A denúncia inicial se referia a uma fala em que o militante afirmou:
“Venho em nome do Partido da Causa Operária deixar meu apoio irrestrito ao povo palestino e ao Hamas. […] O povo palestino conseguiu reagir através da ação do Hamas. Nós estamos mil por cento com o Hamas. […] Não tem como chamar isso de um ato terrorista. Terrorista é o Estado de Israel, terrorista criminoso armado pelo imperialismo.”
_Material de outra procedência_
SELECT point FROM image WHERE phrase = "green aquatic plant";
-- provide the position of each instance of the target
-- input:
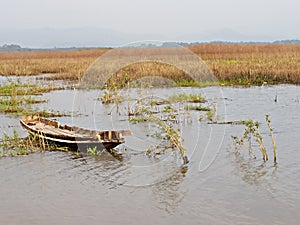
(111, 96)
(273, 138)
(15, 145)
(184, 97)
(197, 108)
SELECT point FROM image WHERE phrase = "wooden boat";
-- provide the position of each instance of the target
(73, 137)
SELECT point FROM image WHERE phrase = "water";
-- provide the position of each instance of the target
(217, 187)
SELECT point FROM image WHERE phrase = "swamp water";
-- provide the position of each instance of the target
(218, 186)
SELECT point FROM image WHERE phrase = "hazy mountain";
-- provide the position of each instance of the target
(72, 37)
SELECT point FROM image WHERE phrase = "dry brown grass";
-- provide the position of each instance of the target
(66, 64)
(253, 64)
(230, 63)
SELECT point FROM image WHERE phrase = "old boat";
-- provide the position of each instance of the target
(72, 137)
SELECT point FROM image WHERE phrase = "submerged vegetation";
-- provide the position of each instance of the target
(232, 64)
(17, 98)
(252, 130)
(15, 145)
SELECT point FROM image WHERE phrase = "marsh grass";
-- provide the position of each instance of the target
(232, 64)
(197, 108)
(252, 130)
(15, 145)
(268, 120)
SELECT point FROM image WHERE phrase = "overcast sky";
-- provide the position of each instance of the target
(276, 18)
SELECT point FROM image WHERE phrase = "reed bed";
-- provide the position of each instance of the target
(241, 64)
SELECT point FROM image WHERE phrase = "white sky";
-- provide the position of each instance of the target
(173, 17)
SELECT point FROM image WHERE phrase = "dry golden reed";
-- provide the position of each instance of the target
(243, 64)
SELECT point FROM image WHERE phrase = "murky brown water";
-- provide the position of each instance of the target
(217, 187)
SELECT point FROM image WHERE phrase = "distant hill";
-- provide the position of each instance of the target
(18, 48)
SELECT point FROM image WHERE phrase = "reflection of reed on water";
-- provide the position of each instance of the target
(169, 192)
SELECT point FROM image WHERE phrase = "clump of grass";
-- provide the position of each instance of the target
(251, 130)
(15, 145)
(111, 96)
(21, 89)
(273, 138)
(192, 98)
(166, 121)
(210, 115)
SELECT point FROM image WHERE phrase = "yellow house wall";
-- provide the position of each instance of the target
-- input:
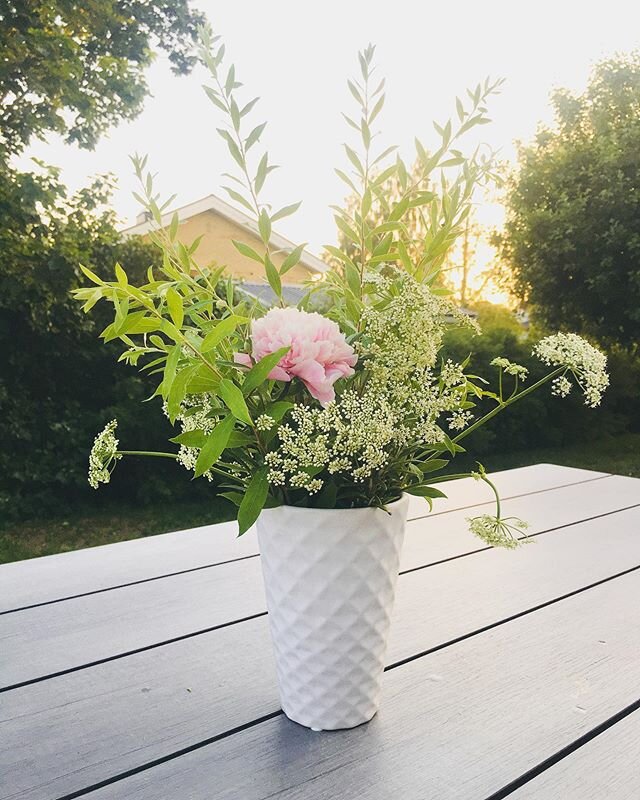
(216, 247)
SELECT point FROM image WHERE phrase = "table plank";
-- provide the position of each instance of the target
(48, 639)
(607, 766)
(458, 724)
(41, 580)
(145, 706)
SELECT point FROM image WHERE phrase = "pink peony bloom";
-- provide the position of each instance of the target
(319, 354)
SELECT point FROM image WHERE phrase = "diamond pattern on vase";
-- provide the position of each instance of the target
(330, 577)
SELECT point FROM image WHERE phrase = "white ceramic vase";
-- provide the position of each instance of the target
(330, 577)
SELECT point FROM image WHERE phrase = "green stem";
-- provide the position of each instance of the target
(146, 453)
(501, 406)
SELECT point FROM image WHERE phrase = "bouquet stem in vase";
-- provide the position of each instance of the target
(330, 577)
O Ministério Público, no entanto, reconheceu que o conteúdo da manifestação “não configura incitação ao crime”, tampouco ultrapassa os limites do direito à liberdade de expressão. Segundo o parecer do promotor Roberto Bacal, “em que pese o apoio a grupo terrorista, a conduta do autor não leva seus espectadores a praticarem atos terroristas”, e “não se vislumbra o dolo de incitação no sentido de estimular ou incentivar publicamente a prática de crime”.
O promotor ainda observou que, embora tenha se posicionado politicamente, o militante “não teve o ânimo de exaltar a conduta, mas apenas defender uma causa”, e que considerar a atitude como criminosa “poderia configurar verdadeiro cerceamento à liberdade de expressão”.
A Promotoria, portanto, requereu o arquivamento do procedimento investigatório, reconhecendo a inexistência de justa causa para o ajuizamento de ação penal. O caso encontra-se registrado sob o processo nº 1513967-48.2024.8.26.0050.
Em meio ao avanço do sionismo no Brasil, a decisão marca uma vitória importante do movimento de defesa da Palestina e da esquerda como um todo. Afinal, o promotor reconhece que é direito de um militante defender em público a suas posições políticas — e que o contrário seria um ataque à liberdade de expressão.
A medida, ainda, fortalece também a luta em defesa da Palestina na medida em que fortalece o partido mais ativo nesta causa no Brasil. O PCO tem sido alvo de uma campanha sistemática de perseguição por sua posição clara de apoio à luta dos povos oprimidos contra o imperialismo. O arquivamento do processo evidencia que a tentativa de enquadrar como “apologia do crime” a defesa da resistência palestina é juridicamente infundada e politicamente arbitrária.
Apesar de positiva, a decisão ainda revela algumas questões importantes. Em primeiro lugar, chama a atenção que as declarações do promotor, embora óbvias, vão na contramão da tendência geral do regime jurídico, que vem impondo multas e até mesmo condenando pessoas à prisão por causa de suas opiniões políticas.
Em segundo lugar, ainda que o promotor tenha recomendado o arquivamento do caso, chama a atenção que ele considera o Hamas um “grupo terrorista”, o que não está de acordo com o entendimento do Estado brasileiro. Nem o Brasil, nem mesmo a Organização das Nações Unidas (ONU) considera o Hamas um grupo “terrorista”. Admitir que o Hamas seria um grupo “terrorista” deixa o caminho aberto para perseguições futuras. Afinal, o PCO, entre outras ações, publicou um livro sobre o partido palestino.
Outro problema da decisão é que o promotor considera que “não se vislumbra o dolo de ‘incitação’, no sentido de estimular, incentivar
publicamente a prática de crime, imediatamente ou no futuro”. Ou seja, considera que, caso houvesse uma “incitação”, estaria configurado crime. Esta consideração também abre outro flanco contra os direitos democráticos, uma vez que uma “incitação” é simplesmente um discurso — e, portanto, algo que deveria ser resguardado pela liberdade de expressão.